Gombossy requested a list of major advertisers. And then came the final straw. He wrote an article about a bedding company that allegedly was selling used mattresses as new:
One of the advertisers on the list, Mr. Gombossy said, was the mattress company Sleepy’s. Mr. Gombossy had been looking into consumer complaints about the company, and had prepared a column to be printed on Aug. 2. That column said that the Connecticut attorney general was investigating the company, a fact the attorney general, Richard Blumenthal, confirmed in an interview last week.
Gombossy said he had the piece approved by the editor, but it never ran. A few days later, he was out of a job.
His readers still have access to his hard-hitting investigative reports:
Mr. Gombossy said he plans to file a lawsuit against The Courant. He has started a Web site, ctwatchdog.com, where he has posted the column about Sleepy’s.
Gombossy was a guest recently on the mytechnologylawyer.com radio show, hosted by Andrew Kreig and Scott Draughon. You can hear the interview by clicking here and going to the 8/27/09 download. The Gombossy interview begins at about the 34:00 mark. It is a fascinating conversation, starting with Gombossy's memories of his family fleeing communism in Eastern Europe in the 1950s.
You can see the irony in someone with that kind of personal story being canned at a newspaper for writing honestly about corporate wrongdoing. It sounds like an "iron curtain" has fallen over The Hartford Courant--and the mainstream media in general.
You can check out Gombossy's new Web site at ctwatchdog.com.
Gombossy might enjoy sinking his watchdog teeth into the National Arbitration Forum (NAF), a sham outfit that recently was sued by the attorney general of Minnesota and promptly went out of the consumer-debt business amid allegations of rampant fraud.
Here is how Sylvia Hsieh, of Dolan Media Newswire, described the allegations in the Minnesota lawsuit that pulled the mask off the NAF:
The complaint mapped out a “complex web” that boiled down to a cozy financial relationship: The arbitration services of NAF and sister organizations, as well as the debt collection services of the law firm Mann Bracken and other companies, have all been owned by the same New York hedge fund since 2007.
The complaint alleged that the NAF violated state consumer fraud, deceptive trade practices and false advertising statutes through “complex and opaque corporate structuring” that concealed its financial ties and represented itself as a neutral party.
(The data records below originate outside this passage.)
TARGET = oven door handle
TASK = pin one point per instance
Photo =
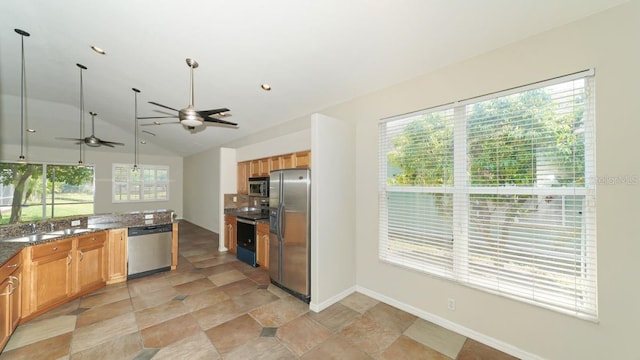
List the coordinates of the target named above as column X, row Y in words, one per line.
column 246, row 221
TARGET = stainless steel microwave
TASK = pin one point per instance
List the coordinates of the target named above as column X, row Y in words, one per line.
column 259, row 186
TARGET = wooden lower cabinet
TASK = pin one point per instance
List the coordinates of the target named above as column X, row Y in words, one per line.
column 231, row 233
column 10, row 297
column 262, row 245
column 91, row 266
column 117, row 254
column 51, row 274
column 59, row 271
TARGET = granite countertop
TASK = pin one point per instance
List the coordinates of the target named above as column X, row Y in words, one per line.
column 94, row 223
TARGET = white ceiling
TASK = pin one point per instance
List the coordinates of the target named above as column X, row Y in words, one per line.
column 313, row 53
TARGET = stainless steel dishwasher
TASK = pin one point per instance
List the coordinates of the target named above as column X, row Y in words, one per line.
column 149, row 250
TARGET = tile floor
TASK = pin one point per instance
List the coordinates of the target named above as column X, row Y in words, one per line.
column 215, row 307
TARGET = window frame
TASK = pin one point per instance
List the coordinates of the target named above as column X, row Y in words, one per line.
column 141, row 184
column 462, row 191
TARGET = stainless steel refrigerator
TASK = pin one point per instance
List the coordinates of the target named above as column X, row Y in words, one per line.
column 290, row 231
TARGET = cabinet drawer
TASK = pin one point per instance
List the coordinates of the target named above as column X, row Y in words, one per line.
column 94, row 239
column 56, row 247
column 10, row 266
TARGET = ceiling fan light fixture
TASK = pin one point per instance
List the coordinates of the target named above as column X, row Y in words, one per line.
column 98, row 50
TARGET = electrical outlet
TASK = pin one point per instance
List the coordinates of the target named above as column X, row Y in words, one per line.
column 451, row 304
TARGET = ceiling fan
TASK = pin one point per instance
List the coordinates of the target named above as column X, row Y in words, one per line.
column 189, row 116
column 92, row 140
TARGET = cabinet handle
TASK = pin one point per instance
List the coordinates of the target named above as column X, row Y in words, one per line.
column 9, row 282
column 17, row 282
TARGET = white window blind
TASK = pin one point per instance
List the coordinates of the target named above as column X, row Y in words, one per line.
column 147, row 183
column 497, row 193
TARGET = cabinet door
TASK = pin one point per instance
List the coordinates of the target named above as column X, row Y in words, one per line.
column 51, row 270
column 262, row 246
column 243, row 177
column 254, row 168
column 265, row 169
column 6, row 287
column 117, row 255
column 90, row 263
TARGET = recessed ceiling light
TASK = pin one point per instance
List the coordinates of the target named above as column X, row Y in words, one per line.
column 98, row 50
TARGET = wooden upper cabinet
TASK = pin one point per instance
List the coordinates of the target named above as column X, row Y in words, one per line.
column 287, row 161
column 254, row 168
column 265, row 169
column 302, row 159
column 275, row 163
column 243, row 177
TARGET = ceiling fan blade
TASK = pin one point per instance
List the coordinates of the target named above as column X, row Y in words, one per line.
column 159, row 123
column 110, row 143
column 219, row 121
column 207, row 113
column 158, row 117
column 164, row 106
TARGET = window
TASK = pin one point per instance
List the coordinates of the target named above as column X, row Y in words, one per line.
column 148, row 183
column 39, row 191
column 497, row 193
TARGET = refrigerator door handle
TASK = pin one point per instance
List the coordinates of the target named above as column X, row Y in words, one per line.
column 282, row 221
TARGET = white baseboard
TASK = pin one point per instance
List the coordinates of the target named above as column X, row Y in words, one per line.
column 482, row 338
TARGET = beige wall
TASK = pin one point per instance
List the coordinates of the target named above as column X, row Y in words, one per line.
column 202, row 189
column 607, row 42
column 103, row 160
column 333, row 249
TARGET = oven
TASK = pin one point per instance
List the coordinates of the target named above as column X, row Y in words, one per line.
column 246, row 237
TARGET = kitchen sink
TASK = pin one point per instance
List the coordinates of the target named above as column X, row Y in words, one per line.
column 70, row 231
column 46, row 236
column 31, row 238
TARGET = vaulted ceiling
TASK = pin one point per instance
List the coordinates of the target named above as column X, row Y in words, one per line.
column 314, row 54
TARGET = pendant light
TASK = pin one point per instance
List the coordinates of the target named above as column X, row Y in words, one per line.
column 81, row 160
column 21, row 158
column 135, row 136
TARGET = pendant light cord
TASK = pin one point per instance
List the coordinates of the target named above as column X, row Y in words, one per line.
column 82, row 67
column 135, row 142
column 22, row 34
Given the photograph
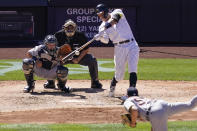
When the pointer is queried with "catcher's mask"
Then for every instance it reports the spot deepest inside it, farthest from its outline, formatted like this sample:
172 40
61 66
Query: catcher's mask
132 91
102 8
50 42
70 27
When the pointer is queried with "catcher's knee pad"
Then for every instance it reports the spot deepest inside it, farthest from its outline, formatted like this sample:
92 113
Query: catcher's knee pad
28 65
62 73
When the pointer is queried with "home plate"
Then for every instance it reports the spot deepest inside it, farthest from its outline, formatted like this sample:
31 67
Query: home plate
71 101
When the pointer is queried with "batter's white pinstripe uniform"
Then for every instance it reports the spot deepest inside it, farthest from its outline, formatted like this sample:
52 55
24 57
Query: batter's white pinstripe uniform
157 111
124 52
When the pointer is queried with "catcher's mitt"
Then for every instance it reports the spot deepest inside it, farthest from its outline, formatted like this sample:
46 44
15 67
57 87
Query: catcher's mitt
126 119
64 50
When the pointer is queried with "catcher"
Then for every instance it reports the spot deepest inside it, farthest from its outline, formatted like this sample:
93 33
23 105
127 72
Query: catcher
70 39
155 111
43 61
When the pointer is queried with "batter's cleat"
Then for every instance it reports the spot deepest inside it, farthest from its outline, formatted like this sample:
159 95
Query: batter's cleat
28 89
112 91
63 88
66 89
50 84
96 85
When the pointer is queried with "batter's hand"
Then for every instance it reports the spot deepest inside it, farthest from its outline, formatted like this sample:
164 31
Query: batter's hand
38 64
99 35
75 61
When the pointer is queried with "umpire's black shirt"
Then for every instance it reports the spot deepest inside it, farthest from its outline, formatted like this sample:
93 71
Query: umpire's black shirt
76 41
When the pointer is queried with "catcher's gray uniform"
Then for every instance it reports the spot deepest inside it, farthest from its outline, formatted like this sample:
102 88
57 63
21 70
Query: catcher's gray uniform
50 62
45 63
157 111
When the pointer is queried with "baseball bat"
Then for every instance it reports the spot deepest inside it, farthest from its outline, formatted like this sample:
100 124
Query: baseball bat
76 52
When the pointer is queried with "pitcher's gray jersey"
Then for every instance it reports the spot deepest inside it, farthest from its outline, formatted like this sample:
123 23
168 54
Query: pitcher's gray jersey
49 62
157 111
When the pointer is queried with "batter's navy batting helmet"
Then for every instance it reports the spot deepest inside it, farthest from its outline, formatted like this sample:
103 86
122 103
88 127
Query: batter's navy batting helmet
102 8
132 91
50 39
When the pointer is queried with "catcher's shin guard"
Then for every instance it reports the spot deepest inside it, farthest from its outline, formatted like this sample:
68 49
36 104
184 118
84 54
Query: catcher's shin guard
62 87
96 85
112 87
132 79
50 84
30 83
126 119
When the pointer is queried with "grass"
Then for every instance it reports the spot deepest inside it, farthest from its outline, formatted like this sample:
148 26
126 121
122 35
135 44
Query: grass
148 69
141 126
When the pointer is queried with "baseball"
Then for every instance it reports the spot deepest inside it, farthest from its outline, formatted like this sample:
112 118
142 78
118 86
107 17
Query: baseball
77 52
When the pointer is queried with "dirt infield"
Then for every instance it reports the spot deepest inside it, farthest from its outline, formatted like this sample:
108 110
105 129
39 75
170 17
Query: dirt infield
86 105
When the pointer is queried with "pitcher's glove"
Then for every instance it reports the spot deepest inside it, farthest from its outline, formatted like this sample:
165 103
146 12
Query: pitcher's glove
64 50
126 119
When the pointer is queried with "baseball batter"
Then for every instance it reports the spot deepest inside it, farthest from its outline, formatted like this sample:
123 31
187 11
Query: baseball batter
115 27
155 111
43 61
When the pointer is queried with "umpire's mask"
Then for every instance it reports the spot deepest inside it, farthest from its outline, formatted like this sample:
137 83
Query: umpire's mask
70 27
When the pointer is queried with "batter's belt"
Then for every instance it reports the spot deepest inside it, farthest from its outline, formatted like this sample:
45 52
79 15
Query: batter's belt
124 42
148 113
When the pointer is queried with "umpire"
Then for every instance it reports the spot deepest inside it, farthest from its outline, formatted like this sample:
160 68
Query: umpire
70 35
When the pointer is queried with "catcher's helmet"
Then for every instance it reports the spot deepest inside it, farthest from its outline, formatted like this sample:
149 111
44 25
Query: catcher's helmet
102 8
132 91
70 27
50 39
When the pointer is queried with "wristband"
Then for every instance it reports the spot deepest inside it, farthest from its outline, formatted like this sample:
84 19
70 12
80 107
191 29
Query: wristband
108 25
34 58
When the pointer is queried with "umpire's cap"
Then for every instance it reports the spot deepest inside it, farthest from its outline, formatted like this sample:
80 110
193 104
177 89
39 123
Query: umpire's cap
132 91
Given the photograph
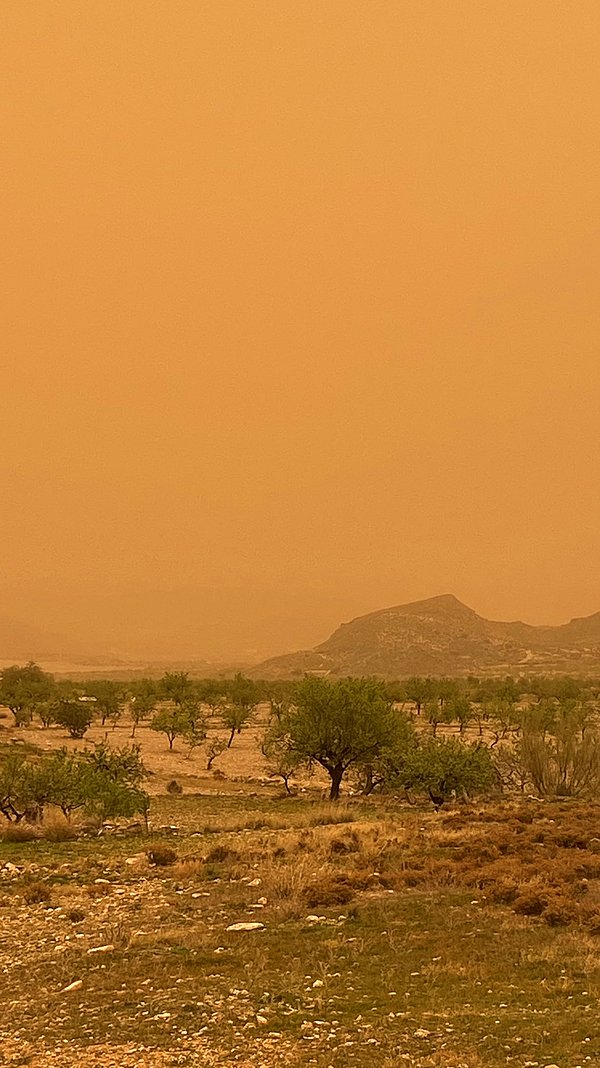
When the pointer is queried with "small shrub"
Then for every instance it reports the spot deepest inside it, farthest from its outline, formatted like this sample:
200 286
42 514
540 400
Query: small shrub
347 844
221 853
57 828
531 901
162 857
333 890
18 832
35 893
559 912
“Consumers also do not know that--despite representing to the public that it has ‘no relationship with any party’ and does not ‘counsel our users’--(NAF) works closely with creditors behind the scenes,” the complaint said.
It further alleged that the NAF encouraged creditors to file arbitration claims, helped creditors draft arbitration clauses and sometimes collection claims against consumers, and referred creditors to debt collection law firms, including Mann Bracken, which then filed arbitration claims before the NAF.
The NAF story is just getting started. A number of class-action suits have been filed and more apparently are in the works. (Full disclosure: I am a plaintiff in a case that was filed last week in federal court in Minnesota. Evidence indicates that I am just one of many Alabamians who have been defrauded by NAF.) We will be following that story.